Toussus-le-Noble, l’unique rescapé
De tous les aérodromes cités, c’est le plus ancien, Toussus-le-Noble, qui a survécu, sa plateforme n’ayant pratiquement pas évolué depuis la Libération (hormis la mise en place d’une deuxième piste en dur, la création de nouvelles zones…). Tous les autres ont en revanche disparu, les uns prématurément (Châteaufort, dès 1919, le Mérantais dans les années 30), les autres suffisamment tard pour connaître le triomphe des avions à réaction. Buc résista jusque dans les années 60. Il n’en subsiste plus qu’un des piliers d’entrée de l’Aéroparc et l’hôtel des élèves pilotes, actuellement occupé par une entreprise moyennant d’importants aménagements. L’emprise de l’aérodrome est désormais occupée par la Zac de Buc, créée par arrêté ministériel d’octobre 1970. Le destin de l’aérodrome de Guyancourt s’est, lui terminé plus tard encore, en 1989.
Un patrimoine architectural méconnu
Historiens de l’architecture, les deux auteurs ne peuvent s’empêcher et pour le plus grand plaisir du lecteur, de s’attarder sur les composantes architecturales des aérodromes en leur consacrant même le dernier chapitre : les hangars qu’on croyait construits à l’identique, sans réelle intention architecturale, mais dont ils montrent au contraire la diversité (entre les hangars en bois, les hangars Bessonneau, le hangar métallique Dubois, dit « hangar Farman », les hangars à charpente métallique, etc.) ; les tours de contrôle et les locaux techniques, dont, à Buc, l’ancien pavillon du club Roland-Garros (conçu en collaboration avec l’ingénieur-constructeur Jean-Prouvé, mais disparu depuis) ; les hôtels et restaurants des environs.

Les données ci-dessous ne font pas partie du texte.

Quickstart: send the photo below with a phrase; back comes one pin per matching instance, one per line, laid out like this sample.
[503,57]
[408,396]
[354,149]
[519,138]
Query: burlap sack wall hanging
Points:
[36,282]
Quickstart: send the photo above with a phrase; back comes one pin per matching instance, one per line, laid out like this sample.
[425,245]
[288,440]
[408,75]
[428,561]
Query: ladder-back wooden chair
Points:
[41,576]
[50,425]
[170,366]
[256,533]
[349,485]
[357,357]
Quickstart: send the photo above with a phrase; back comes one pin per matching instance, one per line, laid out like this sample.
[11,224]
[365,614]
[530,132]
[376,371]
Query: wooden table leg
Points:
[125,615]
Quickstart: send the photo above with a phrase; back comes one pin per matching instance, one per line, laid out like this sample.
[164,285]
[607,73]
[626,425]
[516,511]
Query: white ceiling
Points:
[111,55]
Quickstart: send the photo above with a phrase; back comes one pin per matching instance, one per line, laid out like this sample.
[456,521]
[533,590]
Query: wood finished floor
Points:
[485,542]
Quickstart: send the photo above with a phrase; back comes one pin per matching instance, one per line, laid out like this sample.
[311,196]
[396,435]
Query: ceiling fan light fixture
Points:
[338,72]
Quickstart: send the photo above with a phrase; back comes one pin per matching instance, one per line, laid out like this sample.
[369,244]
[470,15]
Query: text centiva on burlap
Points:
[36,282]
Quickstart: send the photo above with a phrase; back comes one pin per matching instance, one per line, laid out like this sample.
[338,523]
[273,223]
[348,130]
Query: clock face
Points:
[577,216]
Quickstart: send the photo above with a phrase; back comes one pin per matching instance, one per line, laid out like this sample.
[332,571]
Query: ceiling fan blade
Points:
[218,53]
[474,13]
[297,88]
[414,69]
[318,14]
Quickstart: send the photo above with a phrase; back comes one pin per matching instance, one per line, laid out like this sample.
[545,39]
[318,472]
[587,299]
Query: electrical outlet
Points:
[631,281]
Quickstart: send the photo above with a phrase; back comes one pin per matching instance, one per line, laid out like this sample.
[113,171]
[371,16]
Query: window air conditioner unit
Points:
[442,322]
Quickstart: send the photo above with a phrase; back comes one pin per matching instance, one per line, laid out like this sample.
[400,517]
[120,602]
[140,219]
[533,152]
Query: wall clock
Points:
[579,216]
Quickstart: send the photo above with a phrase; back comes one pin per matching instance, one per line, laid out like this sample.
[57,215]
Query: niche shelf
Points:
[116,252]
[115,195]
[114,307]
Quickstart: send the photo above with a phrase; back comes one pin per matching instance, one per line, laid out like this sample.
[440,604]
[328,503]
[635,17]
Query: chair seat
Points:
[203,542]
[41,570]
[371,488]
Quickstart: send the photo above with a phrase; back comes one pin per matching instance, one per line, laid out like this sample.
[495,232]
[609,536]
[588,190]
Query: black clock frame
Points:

Aujourd’hui, hormis l’aérodrome de Toussus-le-Noble et quelques vestiges éparses, rien ne laisse penser que le Plateau de Plateau fut un haut lieu de l’histoire de l’aéronautique. Sauf à considérer que les Thales et autres Safran et Onera, ne perpétuent à leur façon cette vocation, a fortiori si on y inclut le tout proche aéroport de Paris (dont dépend désormais pour partie Toussus-le-Noble).
Huit aérodromes sur un plateau, de Georges Beisson et Colette Guétienne, Bleu Ciel Editions, 2011.
Légendes photo : en Une, grand format : l’hôtel des élèves-pilotes en construction sur l’Aéroparc de Buc (carte-postale de la collection de C. Guétienne) ; la photo illustrant l’article : une vue aérienne de l’aérodrome de Toussus-le-Noble, avant 1971 (carte postale Roger Henrard).